Encoding speech utterances in flac (discontinuous chunks problem)

classic Classic list List threaded Threaded
4 messages Options Options
Embed post
Permalink
Reply | Threaded
Open this post in threaded view
| More
Print post
Permalink

Encoding speech utterances in flac (discontinuous chunks problem)

teos
2 posts
Hello, 

I am working on extracting speech out of a live microphone stream. The speech must be in  flac format and stored in memory for further processing. 

Currently I am using pocketsphinx's vader plugin to do voice activity detection. And a fakesink in order to store the result in memory without writing it to file. 

The pipeline that I currently have looks like this:
"gconfaudiosrc ! audioconvert ! audioresample ! vader auto-threshold=true ! flacenc ! fakesink"

The vader plugin provides two signals to indicate the start and end of a speech utterance:
1) vader-start
2) vader-stop

I use the fakesink's handoff signal in order to buffer the incremental results, and finally I hook up to vader's "vader-stop" and "vader-start" signals to flush the buffer and further process it. Currently I am just dumping the results to different files (each file is a different utterance) to play it back to examine it. 

The problem is with flacenc.
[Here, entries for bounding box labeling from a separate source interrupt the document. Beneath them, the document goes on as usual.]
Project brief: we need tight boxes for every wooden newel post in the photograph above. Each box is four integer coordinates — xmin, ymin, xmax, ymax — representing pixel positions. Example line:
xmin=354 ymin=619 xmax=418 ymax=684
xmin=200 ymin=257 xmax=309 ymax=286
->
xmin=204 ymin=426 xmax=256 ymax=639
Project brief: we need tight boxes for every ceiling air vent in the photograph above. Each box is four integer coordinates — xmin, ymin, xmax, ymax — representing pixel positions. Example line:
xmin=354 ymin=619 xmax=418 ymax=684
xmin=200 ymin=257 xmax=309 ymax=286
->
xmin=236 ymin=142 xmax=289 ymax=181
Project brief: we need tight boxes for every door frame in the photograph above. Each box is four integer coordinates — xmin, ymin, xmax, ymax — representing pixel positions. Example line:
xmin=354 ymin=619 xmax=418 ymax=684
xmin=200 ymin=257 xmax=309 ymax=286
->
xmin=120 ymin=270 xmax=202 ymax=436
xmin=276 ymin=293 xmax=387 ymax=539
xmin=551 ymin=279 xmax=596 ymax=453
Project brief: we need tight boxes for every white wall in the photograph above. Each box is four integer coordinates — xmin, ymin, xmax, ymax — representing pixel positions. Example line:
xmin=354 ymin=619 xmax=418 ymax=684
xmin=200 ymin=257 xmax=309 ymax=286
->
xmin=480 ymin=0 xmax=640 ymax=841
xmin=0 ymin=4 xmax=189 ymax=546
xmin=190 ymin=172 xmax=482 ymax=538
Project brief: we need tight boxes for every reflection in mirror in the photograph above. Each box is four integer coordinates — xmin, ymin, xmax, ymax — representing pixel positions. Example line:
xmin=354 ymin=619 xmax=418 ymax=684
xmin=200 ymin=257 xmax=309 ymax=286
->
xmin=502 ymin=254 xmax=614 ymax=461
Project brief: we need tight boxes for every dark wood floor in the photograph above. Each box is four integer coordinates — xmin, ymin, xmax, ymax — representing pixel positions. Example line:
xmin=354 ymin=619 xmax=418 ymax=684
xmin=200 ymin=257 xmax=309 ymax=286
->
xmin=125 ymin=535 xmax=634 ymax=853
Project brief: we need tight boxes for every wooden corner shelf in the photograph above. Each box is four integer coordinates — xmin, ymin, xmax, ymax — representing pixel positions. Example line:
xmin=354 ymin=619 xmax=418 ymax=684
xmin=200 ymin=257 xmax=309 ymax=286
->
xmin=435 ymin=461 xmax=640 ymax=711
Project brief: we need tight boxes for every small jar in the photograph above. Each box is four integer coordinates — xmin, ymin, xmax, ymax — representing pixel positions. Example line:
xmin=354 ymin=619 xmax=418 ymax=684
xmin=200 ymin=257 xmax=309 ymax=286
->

If I don't use flacenc but rather just dump the raw audio, the speech utterances are clearly marked. However if I add flacenc to the pipeline, the final 1 second of the previous utterance gets put into the start of the next utterance and messes up the result.

Another problem is that the audio data passed by the vader plugin is in discontinuous (in terms of timestamps) chunks. A speech might start at 1s and end at 5s. Then another speech segment might start at 15s and end at 18s. The problem is that the flacenc plugin doesn't like that and I'm not sure how to reset the clock at the end of each speech utterance. I tried using audiorate but that inserted X amount of silence at the beginning to compensate for the different timestamps. 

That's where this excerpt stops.